In summary, a confluence of higher system liquidity after CBN surprisingly elected to allow maturities go untouched amid a lower CPI reading drove a softening across the yield curve
The week ahead (September 5-8) – Exit from recession and soft whispers of liquidity easing?
- In the week ahead, there is a N135billion OMO bill maturity on Thursday and the CBN should release the Q4 2017 NTB issuance calendar. Towards the end of the year NTB calendars are usually in net-repayment mode and I expect this calendar, in the light of comments by the Finance Minister about NTB refinancing, to show hints of tamer fiscal issuance at the short end of the yield curve.

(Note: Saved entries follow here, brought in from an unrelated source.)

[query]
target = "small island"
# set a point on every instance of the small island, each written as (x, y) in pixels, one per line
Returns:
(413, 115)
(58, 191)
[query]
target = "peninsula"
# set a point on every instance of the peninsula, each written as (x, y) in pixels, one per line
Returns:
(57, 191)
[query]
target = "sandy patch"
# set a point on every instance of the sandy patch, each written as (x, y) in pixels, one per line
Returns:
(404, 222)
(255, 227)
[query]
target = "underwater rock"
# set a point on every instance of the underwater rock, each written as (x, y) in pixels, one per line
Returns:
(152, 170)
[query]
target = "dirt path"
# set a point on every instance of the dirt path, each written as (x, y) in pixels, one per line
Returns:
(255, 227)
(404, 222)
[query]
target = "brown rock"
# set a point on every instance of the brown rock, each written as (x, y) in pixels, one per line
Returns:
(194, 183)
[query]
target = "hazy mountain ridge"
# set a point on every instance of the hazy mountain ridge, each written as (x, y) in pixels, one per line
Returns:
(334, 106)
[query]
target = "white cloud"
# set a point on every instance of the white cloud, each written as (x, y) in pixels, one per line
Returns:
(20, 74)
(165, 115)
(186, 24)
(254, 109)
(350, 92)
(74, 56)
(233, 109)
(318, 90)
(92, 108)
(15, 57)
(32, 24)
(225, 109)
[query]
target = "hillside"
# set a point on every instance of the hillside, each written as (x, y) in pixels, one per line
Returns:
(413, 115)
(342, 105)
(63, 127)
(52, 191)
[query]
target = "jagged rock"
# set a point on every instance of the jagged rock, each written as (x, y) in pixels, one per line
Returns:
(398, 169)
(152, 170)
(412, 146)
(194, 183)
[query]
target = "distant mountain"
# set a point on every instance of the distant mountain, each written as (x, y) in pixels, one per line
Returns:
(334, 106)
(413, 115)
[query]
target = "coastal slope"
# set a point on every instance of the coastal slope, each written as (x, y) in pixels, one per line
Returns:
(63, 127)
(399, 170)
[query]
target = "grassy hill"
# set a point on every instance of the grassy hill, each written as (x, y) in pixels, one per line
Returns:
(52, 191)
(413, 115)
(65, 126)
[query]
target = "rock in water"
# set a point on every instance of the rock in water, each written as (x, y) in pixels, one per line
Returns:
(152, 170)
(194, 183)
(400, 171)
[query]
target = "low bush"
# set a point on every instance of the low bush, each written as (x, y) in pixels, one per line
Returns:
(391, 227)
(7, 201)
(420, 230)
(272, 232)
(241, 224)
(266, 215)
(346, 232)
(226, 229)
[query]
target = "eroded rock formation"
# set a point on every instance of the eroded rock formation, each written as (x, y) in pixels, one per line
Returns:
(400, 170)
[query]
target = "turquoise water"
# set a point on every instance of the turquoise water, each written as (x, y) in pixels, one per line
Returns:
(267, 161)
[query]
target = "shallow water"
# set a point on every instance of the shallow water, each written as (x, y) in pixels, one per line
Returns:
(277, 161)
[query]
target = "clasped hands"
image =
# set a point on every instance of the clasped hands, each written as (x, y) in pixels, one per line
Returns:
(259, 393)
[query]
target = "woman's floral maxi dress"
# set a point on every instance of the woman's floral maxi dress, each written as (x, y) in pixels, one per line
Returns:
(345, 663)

- Nigeria officially exits recession: In addition, the NBS released Q2 2017 GDP estimates today with Nigeria exiting recession with a tame 0.55% y/y expansion in output. Central to the rebound was a recovery in oil GDP growth by 1.6% y/y (vs 11.6% y/y contraction in Q2 16 and Q1 17). However non-oil growth was soft owing to an unexpected contraction in telecommunications GDP following a plunge in subscriber numbers due to a regulatory induced line de-activation. Furthermore, an extended contraction in Trade GDP meant that growth in non-oil was quite disappointing. The import of the weak Q2 17 number is that it lowers real GDP forecasts to sub 1% y/y in 2017.
- But what does the failed OMO sales mean? The failed auction has two implications. First, pension funds whose holdings on Treasury bills have climbed are sore towards lower duration bills hence the week participation of the OMO auctions. The second point involves trying to inteprete CBN’s rejection of auction pricing. On the 45-day, the upper range of bids was at 17.83% – 100bps higher than market pricing on the day, so CBN’s rejection was in order. On the other hand, the rejection of market pricing for the 98-day sale with upper bid rates slightly lower than secondary market yields suggests discomfort with rates. Importantly, the only successful auctions last week were on the longer near 6M tenors, where bid rates were roughly in line with secondary market pricing. While the introduction of newer lower tenors suggests an attempt to manage maturity profile in 2018, the lack of a desperation to sap NGN liquidity marks a change in CBN approach and possibly suggests comfort. That said one week is a small sample to stretch any theory of liquidity easing. However should the trend of failed OMO sales continue ahead of the MPC, then we cannot rule out an outside chance of a pre-emptive 50-100bps rate cut in September to lower the real return between the short end of the curve and inflation. Either that or the CBN resorts to fresh STAB issues as in the recent past. Thought it is unlikely to continue to get away without some push back or noise from the banks should it lower the rates on these securities. In any case we are more likely to see net repayments into the system which should favour bond market bulls over the week.
Over the rest of the four-day trading week, watch out for trends at OMO auctions,: as markets are likely to interprete further failed auctions as a dovish inclinations by the CBN which would underpin fresh bullish sentiment. I expect this to weigh switch in tenor offering to drive fresh buying on the 6M-1yr tenors while a more liquid system drives contraction in bonds.